Globally, this tells us that equity markets have quickly reversed their stance from denial to anxiety, while immediate communication and social media tend to amplify the stress and transmit it to economics trough preventive measure or through the impact psychology: this is what we call viral economics.

 

4. What are the macro-economic implications that we can anticipate?  

  • We have already been highlighting that China Q1 GDP will be significantly affected; if the epidemic does not diminish rapidly and any sectors are still in a frozen mode in Q2, the effect on FY 2020 numbers could be more important than the 1 to 2% initially indicated.
  • We have also said that the bottom-up signals from various industries suggest that global growth could be affected up to 0.5% this year.
  • Concerning Europe, the effects are both direct and indirect: direct through lower exports, lower trade and lower tourism from China to Europe; indirect through the disruption effects on value chains and through a hit on confidence impact corporate behaviour. We anticipated that European manufacturing PMIs released last Friday would weaken in February, which was not the case so far, but it could be the case next month.
  • We highlighted that the hit on Q1 or H1 GDP could be partially offset in the new quarters and that the policy mix response from governments and central banks could play the role of a backstop and prevent us from a more recessive scenario.
 

5. What can we anticipate for corporate earnings and equity markets? 

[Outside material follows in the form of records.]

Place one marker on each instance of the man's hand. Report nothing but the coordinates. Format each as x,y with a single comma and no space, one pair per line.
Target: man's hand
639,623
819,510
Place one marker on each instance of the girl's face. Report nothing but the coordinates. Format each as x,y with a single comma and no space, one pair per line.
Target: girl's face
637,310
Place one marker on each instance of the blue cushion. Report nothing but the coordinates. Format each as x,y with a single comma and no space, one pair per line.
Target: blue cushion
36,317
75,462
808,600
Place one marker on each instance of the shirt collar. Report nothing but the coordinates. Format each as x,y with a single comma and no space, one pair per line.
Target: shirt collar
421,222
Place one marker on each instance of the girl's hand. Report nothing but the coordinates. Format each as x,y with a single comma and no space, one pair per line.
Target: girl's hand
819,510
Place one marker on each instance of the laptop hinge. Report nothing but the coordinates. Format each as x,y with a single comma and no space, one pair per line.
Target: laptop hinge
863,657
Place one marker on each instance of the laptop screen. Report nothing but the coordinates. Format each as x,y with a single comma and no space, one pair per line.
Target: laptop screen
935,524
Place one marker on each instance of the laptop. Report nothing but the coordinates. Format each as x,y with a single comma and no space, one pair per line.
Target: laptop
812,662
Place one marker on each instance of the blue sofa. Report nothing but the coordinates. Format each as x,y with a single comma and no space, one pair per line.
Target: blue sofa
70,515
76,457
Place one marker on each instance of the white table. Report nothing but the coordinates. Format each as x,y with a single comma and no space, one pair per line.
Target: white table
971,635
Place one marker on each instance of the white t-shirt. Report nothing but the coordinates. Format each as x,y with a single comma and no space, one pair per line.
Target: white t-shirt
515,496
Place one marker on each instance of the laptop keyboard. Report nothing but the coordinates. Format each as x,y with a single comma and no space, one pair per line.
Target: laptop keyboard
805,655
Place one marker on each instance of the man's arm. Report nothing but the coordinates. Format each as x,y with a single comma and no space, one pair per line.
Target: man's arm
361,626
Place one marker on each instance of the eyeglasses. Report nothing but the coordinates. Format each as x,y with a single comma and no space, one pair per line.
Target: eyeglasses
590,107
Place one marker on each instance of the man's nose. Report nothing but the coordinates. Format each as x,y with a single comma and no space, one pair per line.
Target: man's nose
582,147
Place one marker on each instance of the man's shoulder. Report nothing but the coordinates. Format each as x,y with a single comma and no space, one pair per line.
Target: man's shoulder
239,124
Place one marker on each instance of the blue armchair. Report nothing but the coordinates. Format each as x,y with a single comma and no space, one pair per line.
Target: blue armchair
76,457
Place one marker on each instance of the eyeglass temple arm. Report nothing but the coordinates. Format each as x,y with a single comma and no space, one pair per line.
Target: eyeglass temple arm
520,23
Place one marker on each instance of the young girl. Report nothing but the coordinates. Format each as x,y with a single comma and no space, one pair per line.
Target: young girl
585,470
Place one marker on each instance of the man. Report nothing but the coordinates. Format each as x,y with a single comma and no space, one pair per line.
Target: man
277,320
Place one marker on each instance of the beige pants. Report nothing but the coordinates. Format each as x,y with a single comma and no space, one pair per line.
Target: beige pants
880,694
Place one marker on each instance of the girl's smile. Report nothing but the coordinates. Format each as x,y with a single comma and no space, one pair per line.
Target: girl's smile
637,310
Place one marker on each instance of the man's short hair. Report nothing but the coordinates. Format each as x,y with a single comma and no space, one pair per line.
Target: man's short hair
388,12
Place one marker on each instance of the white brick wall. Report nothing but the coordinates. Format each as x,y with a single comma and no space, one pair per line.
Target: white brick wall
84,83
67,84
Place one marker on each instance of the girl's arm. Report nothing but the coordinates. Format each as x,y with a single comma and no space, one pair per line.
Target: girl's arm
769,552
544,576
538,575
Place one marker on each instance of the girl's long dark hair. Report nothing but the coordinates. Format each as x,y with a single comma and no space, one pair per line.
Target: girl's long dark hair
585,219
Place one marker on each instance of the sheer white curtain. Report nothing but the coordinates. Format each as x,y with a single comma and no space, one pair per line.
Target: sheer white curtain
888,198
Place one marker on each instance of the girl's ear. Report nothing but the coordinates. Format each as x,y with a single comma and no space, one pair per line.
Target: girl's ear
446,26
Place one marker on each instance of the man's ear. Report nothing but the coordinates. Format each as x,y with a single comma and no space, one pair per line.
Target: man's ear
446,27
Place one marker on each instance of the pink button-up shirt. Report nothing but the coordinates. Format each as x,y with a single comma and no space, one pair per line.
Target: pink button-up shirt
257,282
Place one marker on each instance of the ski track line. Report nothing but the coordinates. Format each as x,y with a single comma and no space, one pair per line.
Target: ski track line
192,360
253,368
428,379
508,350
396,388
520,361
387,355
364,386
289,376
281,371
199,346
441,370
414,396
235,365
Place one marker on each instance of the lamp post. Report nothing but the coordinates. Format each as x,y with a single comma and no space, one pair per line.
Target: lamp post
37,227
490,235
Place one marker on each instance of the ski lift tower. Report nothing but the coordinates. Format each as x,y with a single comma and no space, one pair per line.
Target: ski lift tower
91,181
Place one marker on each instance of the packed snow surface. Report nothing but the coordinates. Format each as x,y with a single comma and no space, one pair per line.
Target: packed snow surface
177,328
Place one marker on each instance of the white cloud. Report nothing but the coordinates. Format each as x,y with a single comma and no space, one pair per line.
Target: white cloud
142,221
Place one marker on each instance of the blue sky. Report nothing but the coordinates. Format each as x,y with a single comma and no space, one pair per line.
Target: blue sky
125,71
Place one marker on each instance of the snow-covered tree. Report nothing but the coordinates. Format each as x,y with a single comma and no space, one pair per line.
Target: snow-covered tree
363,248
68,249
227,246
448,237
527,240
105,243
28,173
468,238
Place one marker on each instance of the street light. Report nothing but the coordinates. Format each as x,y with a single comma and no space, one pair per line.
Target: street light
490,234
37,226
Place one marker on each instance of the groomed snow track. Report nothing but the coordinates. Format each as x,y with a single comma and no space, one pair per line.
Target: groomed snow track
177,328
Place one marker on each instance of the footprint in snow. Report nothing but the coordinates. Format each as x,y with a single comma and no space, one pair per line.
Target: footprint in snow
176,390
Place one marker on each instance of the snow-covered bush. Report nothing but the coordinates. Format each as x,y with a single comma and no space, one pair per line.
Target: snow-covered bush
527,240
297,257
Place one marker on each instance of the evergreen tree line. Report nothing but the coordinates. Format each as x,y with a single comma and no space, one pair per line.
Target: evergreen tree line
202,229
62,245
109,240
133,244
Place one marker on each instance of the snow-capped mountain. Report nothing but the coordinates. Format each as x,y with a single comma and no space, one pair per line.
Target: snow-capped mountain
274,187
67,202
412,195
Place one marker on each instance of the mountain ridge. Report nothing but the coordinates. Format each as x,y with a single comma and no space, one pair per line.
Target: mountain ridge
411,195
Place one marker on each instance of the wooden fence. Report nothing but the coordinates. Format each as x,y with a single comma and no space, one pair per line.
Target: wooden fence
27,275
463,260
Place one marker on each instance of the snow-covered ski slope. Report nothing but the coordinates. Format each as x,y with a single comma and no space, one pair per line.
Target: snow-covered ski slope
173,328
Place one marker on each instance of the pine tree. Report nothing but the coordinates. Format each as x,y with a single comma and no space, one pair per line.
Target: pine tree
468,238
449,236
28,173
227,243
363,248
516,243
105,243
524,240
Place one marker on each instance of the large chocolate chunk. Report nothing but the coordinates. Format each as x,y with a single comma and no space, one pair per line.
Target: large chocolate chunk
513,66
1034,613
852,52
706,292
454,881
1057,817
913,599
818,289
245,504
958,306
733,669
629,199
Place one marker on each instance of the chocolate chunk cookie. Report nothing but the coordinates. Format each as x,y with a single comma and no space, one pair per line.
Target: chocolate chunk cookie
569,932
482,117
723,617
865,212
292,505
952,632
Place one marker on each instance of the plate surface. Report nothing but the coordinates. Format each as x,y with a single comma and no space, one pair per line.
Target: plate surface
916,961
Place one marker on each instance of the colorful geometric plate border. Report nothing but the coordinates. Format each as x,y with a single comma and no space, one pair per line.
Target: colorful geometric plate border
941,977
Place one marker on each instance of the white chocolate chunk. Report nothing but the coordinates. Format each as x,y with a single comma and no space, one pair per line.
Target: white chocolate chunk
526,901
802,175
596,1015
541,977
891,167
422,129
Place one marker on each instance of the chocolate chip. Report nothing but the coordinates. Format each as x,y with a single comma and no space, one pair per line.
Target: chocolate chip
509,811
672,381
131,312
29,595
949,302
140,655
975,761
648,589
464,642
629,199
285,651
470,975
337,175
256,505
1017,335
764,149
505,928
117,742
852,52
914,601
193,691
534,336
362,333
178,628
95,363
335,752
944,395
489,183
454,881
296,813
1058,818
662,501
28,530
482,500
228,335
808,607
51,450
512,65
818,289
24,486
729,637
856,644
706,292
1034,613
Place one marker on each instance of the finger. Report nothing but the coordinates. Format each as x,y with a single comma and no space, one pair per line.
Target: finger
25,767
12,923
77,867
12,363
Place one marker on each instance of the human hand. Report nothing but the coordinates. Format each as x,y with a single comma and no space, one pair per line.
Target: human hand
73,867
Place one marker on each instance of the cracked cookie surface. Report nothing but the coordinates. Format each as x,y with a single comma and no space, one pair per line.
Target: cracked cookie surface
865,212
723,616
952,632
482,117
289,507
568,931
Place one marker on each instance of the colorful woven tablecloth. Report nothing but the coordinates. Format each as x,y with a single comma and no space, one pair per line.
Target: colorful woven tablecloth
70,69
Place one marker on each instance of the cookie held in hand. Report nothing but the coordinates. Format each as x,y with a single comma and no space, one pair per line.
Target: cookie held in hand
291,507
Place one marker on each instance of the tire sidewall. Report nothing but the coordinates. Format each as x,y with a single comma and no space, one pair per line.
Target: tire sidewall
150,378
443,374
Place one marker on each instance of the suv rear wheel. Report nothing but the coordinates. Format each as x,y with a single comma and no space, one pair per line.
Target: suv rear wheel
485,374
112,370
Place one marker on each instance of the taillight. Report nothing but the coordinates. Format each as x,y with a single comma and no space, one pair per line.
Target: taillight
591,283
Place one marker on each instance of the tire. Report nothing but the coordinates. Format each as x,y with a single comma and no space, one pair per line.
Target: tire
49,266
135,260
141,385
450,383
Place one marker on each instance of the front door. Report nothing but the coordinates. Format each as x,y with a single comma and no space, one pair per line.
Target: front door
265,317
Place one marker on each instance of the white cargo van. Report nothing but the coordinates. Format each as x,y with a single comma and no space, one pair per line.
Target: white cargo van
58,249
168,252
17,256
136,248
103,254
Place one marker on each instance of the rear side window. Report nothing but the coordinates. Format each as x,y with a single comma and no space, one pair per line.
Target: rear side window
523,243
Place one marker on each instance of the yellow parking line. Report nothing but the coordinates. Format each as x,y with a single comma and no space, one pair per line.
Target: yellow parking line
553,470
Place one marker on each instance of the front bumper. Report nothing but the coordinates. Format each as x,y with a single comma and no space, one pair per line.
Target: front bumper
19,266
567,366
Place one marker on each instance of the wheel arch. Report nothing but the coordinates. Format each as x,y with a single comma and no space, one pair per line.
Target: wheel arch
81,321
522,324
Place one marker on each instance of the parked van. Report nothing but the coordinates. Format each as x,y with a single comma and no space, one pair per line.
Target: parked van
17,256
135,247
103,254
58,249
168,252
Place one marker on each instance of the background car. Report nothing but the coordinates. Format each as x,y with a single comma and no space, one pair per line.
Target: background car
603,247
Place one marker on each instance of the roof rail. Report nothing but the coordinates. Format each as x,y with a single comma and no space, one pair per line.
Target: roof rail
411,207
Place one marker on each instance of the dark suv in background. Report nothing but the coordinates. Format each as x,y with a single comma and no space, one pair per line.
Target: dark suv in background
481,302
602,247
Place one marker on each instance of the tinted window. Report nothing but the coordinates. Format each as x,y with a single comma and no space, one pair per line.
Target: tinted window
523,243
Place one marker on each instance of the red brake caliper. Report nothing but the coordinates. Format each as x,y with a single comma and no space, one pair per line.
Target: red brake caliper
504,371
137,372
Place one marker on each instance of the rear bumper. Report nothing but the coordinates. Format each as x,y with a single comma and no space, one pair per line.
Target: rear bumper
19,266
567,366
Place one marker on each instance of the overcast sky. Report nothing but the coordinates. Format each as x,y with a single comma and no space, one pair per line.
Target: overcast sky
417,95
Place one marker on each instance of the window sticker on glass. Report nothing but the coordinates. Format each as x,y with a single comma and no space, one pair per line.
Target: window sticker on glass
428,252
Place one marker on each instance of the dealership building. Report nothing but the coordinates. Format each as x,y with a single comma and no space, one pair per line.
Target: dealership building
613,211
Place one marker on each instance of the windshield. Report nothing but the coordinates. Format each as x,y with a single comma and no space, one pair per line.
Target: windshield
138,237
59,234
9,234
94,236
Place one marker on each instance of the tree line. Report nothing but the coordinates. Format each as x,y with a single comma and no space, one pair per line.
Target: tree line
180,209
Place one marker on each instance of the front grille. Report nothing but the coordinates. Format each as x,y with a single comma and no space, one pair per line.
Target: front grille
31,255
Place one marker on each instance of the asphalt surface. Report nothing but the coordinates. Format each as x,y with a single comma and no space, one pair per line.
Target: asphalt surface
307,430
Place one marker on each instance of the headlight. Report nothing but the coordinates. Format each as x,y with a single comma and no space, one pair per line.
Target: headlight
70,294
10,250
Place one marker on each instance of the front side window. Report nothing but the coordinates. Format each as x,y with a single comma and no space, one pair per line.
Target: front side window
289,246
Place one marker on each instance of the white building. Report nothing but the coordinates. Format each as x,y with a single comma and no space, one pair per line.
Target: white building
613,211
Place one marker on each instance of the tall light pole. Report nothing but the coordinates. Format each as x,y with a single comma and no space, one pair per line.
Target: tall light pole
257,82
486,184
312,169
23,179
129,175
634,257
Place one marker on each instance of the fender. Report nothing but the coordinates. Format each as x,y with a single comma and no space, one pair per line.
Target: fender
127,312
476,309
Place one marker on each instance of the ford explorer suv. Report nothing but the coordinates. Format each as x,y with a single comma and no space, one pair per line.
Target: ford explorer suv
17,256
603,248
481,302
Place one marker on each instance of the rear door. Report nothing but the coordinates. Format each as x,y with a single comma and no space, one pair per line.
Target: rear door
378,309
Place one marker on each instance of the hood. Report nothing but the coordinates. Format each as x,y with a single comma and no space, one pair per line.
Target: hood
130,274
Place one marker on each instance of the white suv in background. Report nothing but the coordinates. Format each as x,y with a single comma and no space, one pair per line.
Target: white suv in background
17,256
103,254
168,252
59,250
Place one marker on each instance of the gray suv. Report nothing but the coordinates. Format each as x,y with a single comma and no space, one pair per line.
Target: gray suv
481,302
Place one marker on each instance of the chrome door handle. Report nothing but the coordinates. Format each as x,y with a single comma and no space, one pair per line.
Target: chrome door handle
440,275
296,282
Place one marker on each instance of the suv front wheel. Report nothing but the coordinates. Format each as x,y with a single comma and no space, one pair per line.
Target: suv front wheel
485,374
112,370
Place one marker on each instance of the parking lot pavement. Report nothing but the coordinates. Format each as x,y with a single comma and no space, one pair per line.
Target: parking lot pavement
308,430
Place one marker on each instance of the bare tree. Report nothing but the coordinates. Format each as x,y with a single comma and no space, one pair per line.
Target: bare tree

  • Several industries are highly affected by the measures taken (such as travel, tourism, physical retail in China) and directly depending on Chinese consumers such as luxury goods on consumer discretionary sector.
  • Several industries depend largely on China on the supply side such as technology, consumer goods or pharmaceutical companies incorporating many components manufactured in China.
  • As an example, some large names in the Staples sector (views as defensive and composed of food & beverage companies for example) generate 10 to 20% of their sales in China (and some of which could suffer from up to 30% decrease of sales in Q1, which represent on a global basis up to 1% of global turnover lost on an annual basis, assuming not offset effect in the next quarters; this means lower earnings growth but not earnings recession at this stage.
  • Some sectors suffer more from the bond market or commodities reaction; though we cannot easily identify the impact of the situation on European banks earnings for instance, this sector suffers from lower rates and style rotation.
  • On the contrary bond proxies such as utilities, domestic players in US and Europe are more defensive whilst Chinese companies gaining market share thanks to their digital model (in retail or in education for example) could attract investor interest.
  • Clearly this highlights that bottom-up signals are so far more severe than macro assumptions and the paradox was that so far equity markets were not reflecting that.
  • We have not updated yet our earnings scenario for 2020 but believe that this situation could lower earnings growth up to several % points on Q1 earnings.

 

We think that the tendency of equity markets is structurally to amplify optimism and pessimism and therefore could soon offer opportunities given volatility levels reached.